If you’re one of the approximately 45 million Americans dieting each year, you have probably heard time and again that weight loss simply comes down to calories in, calories out. If you play out the numbers it should break down as follows: each pound has about 3,500 calories so cutting calories by 500 per day would result in one pound of weight loss each week. Up the 500 calorie deficit to even more and you will lose even more weight at a faster rate. Simple right? Not so much when you look into where this weight is coming from. Studies have shown that moderately restricting calories results in a greater amount of weight loss coming from fat, with only a small amount coming from muscle loss. Conversely, those who drastically cut calories actually lose the majority of that weight from muscle, not fat.
For those shrugging their shoulders right now and thinking, “Who cares? A pound is a pound and I’m happy as long as the number on the scale goes down,” think again. Muscle is like a furnace, constantly burning calories just to allow us to go about our daily lives. Reduce the amount of muscle mass your body has and suddenly that furnace doesn’t need as much fuel; translation: you now must eat even fewer calories in order to keep losing weight. That is commonly what dieters run into when they hit the notorious “plateau” in which the number on their scale just won’t budge. Fortunately, this scenario is completely avoidable given moderate calorie restriction and an appropriate exercise strategy; namely strength training.

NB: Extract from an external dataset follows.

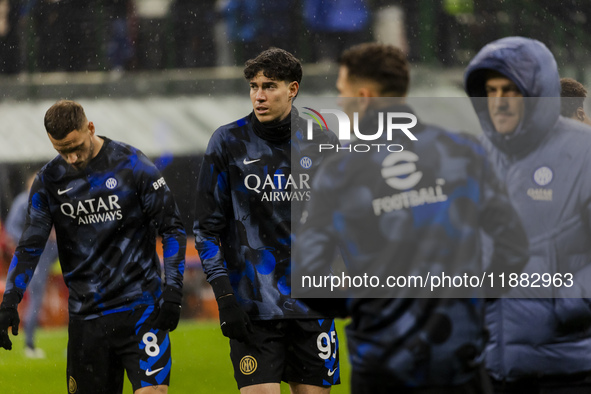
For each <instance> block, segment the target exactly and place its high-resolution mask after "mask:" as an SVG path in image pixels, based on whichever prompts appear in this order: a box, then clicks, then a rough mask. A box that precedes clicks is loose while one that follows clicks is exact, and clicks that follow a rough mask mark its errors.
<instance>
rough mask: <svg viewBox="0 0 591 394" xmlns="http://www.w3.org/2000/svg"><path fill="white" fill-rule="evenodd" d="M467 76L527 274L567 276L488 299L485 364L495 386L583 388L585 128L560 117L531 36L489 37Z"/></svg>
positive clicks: (589, 311)
mask: <svg viewBox="0 0 591 394" xmlns="http://www.w3.org/2000/svg"><path fill="white" fill-rule="evenodd" d="M464 82H465V89H466V92H467V93H468V95H469V96H470V97H473V99H472V103H473V105H474V109H475V110H476V113H477V115H478V117H479V120H480V124H481V125H482V129H483V131H484V138H483V142H484V145H485V147H486V149H487V150H488V152H489V154H490V157H491V160H492V162H493V166H494V169H495V171H496V173H497V174H498V176H499V178H500V179H501V181H502V182H504V183H505V184H506V185H507V190H508V192H509V197H510V198H511V202H512V204H513V206H515V208H516V211H517V213H518V214H519V217H520V218H521V221H522V223H523V225H524V227H525V230H526V233H527V236H528V239H529V244H530V257H529V261H528V263H527V266H526V267H525V269H524V272H527V273H529V274H530V277H531V278H532V279H533V278H534V276H531V275H533V274H538V275H541V274H548V275H553V276H555V274H556V273H558V274H560V275H564V274H570V275H572V278H571V280H572V283H570V287H568V286H560V285H554V286H553V288H548V287H545V288H544V287H536V286H529V287H527V286H526V287H521V286H520V287H516V288H515V289H514V290H512V291H511V292H510V293H508V295H509V296H511V297H514V298H508V299H497V300H494V301H493V302H491V303H489V304H487V313H486V320H487V326H488V329H489V331H490V340H489V343H488V346H487V352H486V365H487V369H488V371H489V374H490V375H491V376H492V378H493V384H494V385H495V390H496V392H498V393H520V394H521V393H524V392H527V393H569V394H572V393H574V394H576V393H589V392H591V352H590V351H589V349H591V299H589V298H584V297H588V295H586V294H585V293H586V292H588V290H587V289H588V288H589V282H588V278H589V275H588V273H589V272H590V270H591V265H590V263H591V243H590V242H589V239H591V222H590V220H589V219H590V217H591V216H590V215H589V212H591V178H590V177H589V176H588V173H589V168H590V166H591V155H589V149H590V147H591V135H590V133H589V130H588V126H586V125H584V124H582V123H580V122H572V121H570V120H568V119H566V118H564V117H561V116H560V77H559V75H558V67H557V64H556V61H555V60H554V56H553V55H552V53H551V52H550V51H549V50H548V48H547V47H546V46H545V45H544V44H542V43H541V42H539V41H537V40H532V39H529V38H524V37H507V38H503V39H500V40H497V41H493V42H491V43H490V44H488V45H486V46H485V47H484V48H482V49H481V50H480V52H479V53H478V54H477V55H476V56H475V57H474V59H472V61H471V62H470V64H469V65H468V67H467V69H466V73H465V76H464ZM487 97H488V98H487ZM567 278H568V276H567ZM577 282H578V283H577ZM573 284H574V285H575V286H573ZM525 285H527V283H525ZM565 285H568V283H565ZM572 289H576V290H577V293H575V294H573V293H572V292H571V291H572ZM549 290H550V291H549ZM517 297H520V298H517ZM550 297H552V298H550Z"/></svg>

The concept that strength training is critical for lasting weight loss isn’t ground breaking news for many. However, many people still refrain from incorporating strength training into their regular exercise routine. This is largely in part because strength training has become synonymous with hefting dumbbells in crowded weight rooms filled with techno beats, crashing weights and beefy men guzzling protein shakes. Not surprisingly this isn’t everyone’s cup of tea. Fortunately, weight lifting isn’t the only way to strength train and more and more exercises, from pilates to TRX, are utilizing one’s own body weight to achieve strength gains, all in a much more welcoming environment. Newer to this scene is a revolutionary system known as Redcord. Not ringing a bell? If you are sick of being behind the times when it comes to fitness trends (eg if you are still popping in Jane Fonda videos and sweating it out in leg warmers) then take note because Redcord is taking fitness to a whole new level. Originally developed in Norway, Redcord was only first introduced in the US in 2008 and has been gaining devoted followers ever since. So what is Redcord you are probably wondering?
Redcord is a suspension training equipment system that utilizes your own body weight as resistance while also forcing you to stabilize and balance. This results in greater muscle fiber requirement and core activation. Translation: A better workout in less time and an added bonus of washboard abs without innumerable crunches. The beauty of Redcord is that it is so adaptable that it can be used by everyone from those simply looking to get fit, to trained athletes. In fact, both the men’s and women’s Norwegian National ski teams strength train using Redcord.
The sage weight loss advice to “move more and eat less” leaves much to be desired for those looking for specifics. Lose weight the right way through moderate calorie restriction and regular exercise that includes strength training. Look beyond the monotony of weight training for innovative ways, like a Redcord workout, to ensure that a strength training routine becomes an enjoyable and regular part of your routine. For healthy and lasting weight loss, cutting calories alone just doesn’t cut it.